The Chicago Tribune poll shows more people dissatisfied with Quinn but unsure about Brady.
The 'wild cards' still in play are the independent, green party and libertarian party candidates and how their campaigns might influence the outcome of the election.
There are fewer than 60 days until the election November 2, and candidates are wasting no time getting their messages out.
The results of this most recent poll coincide with the final push or what some call the kick-off of the state's fall general election campaign season. According to the survey, Sen. Bill Brady still has a lead, although slight, over Gov. Pat Quinn.
But with the general unhappiness most voters feel toward politicians, political experts say it appears to still be anyone's race.
"We have to stop this culture of corruption," Brady said to a crowd gathered recently.
According to a the poll, Brady, a downstate senator, garnered 37 percent of support to 32 percent support for Quinn, with another 19 percent of those polled saying they were undecided.
Brady holds the slim lead although voters don't seem to know much about him but appear to dislike Quinn's policies anyway.
The Tribune poll shows half of the 600 likely registered voters surveyed disapprove of Quinn's job performance in the 19 months since he replaced impeached governor Rod Blagojevich, and only 26 percent have a favorable impression of the sitting governor.
Meanwhile, 4 in 10 voters surveyed held no opinion of Brady, and just 19 percent had an unfavorable view of him.
"As voters learn more about Bill Brady -- they already know about Governor Quinn -- they are going to take a closer look at myself," said Green Party nominee Rich Whitney.
Like Whitney, Libertarian Party contender Lex Green has 2 percent of polled voters' support.
The standard telephone poll also shows former Democratic lieutenant governor nominee turned independent gubernatorial candidate Scott Lee Cohen has 4 percent.
Cohen says he's not a spoiler, but the only candidate with a real plan to create jobs in Illinois.
"Governor Quinn and Senator Brady are spending millions of dollars attacking each other.

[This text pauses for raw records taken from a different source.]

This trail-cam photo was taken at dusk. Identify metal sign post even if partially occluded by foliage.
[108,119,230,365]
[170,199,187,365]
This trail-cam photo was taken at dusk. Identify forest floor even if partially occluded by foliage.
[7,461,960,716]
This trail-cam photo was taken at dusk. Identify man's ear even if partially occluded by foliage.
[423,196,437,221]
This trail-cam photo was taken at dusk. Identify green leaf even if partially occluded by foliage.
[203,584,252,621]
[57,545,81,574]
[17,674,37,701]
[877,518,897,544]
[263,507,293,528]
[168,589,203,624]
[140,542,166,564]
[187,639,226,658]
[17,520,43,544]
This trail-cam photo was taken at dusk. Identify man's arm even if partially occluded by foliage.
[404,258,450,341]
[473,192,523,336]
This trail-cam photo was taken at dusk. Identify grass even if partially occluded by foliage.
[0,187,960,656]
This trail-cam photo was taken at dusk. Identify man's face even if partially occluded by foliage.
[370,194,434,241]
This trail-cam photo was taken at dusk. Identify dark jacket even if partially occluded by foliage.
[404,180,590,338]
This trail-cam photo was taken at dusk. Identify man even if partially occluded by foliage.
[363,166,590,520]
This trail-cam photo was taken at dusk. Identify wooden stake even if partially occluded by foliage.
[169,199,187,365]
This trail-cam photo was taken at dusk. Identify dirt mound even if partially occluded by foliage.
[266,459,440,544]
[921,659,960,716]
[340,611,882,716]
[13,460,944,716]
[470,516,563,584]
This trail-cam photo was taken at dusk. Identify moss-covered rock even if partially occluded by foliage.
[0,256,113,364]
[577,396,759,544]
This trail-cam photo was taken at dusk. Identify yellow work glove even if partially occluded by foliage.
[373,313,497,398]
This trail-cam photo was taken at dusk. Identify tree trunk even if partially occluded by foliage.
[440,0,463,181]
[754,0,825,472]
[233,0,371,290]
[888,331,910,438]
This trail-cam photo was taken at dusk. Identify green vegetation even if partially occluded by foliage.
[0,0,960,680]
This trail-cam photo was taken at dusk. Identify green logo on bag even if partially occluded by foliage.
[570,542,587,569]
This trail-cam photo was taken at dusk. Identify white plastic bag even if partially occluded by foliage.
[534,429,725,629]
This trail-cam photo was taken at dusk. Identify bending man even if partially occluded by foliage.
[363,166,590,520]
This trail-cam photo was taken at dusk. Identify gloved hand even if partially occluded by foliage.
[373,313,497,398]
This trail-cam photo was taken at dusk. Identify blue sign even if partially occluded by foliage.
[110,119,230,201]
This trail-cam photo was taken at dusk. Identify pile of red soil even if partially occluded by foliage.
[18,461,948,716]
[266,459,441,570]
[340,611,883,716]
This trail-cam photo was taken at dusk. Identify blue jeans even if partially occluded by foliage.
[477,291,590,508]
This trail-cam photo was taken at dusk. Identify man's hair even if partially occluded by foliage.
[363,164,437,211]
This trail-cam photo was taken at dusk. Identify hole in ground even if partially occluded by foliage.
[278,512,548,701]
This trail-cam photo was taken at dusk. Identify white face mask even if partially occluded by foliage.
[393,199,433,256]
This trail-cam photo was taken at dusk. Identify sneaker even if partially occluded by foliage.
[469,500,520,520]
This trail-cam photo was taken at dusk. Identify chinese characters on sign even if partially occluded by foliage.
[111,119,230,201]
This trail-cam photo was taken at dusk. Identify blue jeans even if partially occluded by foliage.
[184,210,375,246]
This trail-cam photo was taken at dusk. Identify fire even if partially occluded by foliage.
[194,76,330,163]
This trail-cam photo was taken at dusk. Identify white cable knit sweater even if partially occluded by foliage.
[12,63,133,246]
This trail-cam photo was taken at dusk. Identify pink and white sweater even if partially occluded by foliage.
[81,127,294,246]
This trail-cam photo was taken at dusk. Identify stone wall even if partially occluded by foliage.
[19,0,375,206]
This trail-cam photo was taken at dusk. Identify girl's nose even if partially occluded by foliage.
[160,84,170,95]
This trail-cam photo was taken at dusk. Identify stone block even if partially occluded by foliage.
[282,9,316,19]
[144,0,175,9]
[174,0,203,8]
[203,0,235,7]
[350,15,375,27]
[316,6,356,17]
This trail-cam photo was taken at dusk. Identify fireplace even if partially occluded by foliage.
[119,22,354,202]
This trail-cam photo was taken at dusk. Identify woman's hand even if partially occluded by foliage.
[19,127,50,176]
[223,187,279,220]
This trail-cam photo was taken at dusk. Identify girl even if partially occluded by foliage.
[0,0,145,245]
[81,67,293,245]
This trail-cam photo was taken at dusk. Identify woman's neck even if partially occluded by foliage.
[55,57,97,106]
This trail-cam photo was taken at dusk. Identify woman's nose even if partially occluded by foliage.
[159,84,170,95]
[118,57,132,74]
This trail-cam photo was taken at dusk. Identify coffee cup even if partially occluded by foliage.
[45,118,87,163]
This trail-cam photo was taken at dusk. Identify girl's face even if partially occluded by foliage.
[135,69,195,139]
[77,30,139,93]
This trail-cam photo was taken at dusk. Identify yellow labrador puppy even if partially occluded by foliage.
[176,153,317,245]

While they're doing that, I'm spending my own money to get real people real jobs," Cohen said.
"I don't need a lecture from anyone, especially Mr. Cohen. He's has a lot of explaining to do about with his particular business of pawn shops," Quinn said.
An August 7th Rasmussen poll showed Senator Brady held a double-digit margin lead over Pat Quinn by painting him as an incompetent leader and part of the status quo. Political experts say Governor Quinn is now gaining momentum by attacking Brady's social conservatism and his positions on an assault weapons ban and abortion.
"Quinn has to convince voters Brady's ideas are extreme. We're caught in a media warfare. Meanwhile, Brady has to portray Quinn as an incompetent leader who can't get the state's finances under control or both," political consultant Don Rose said.
The Brady campaign issued a statement Saturday night indicating it is happy with the poll numbers and that Brady has had the lead since March. The statement says the numbers show a lack of leadership by Governor Quinn.
Political experts say the governor's race will be close, with one of the most important factors being if Democrats will return to the fold.
The poll was conducted over five days beginning August 28 and has a margin of error of plus or minus four percentage points.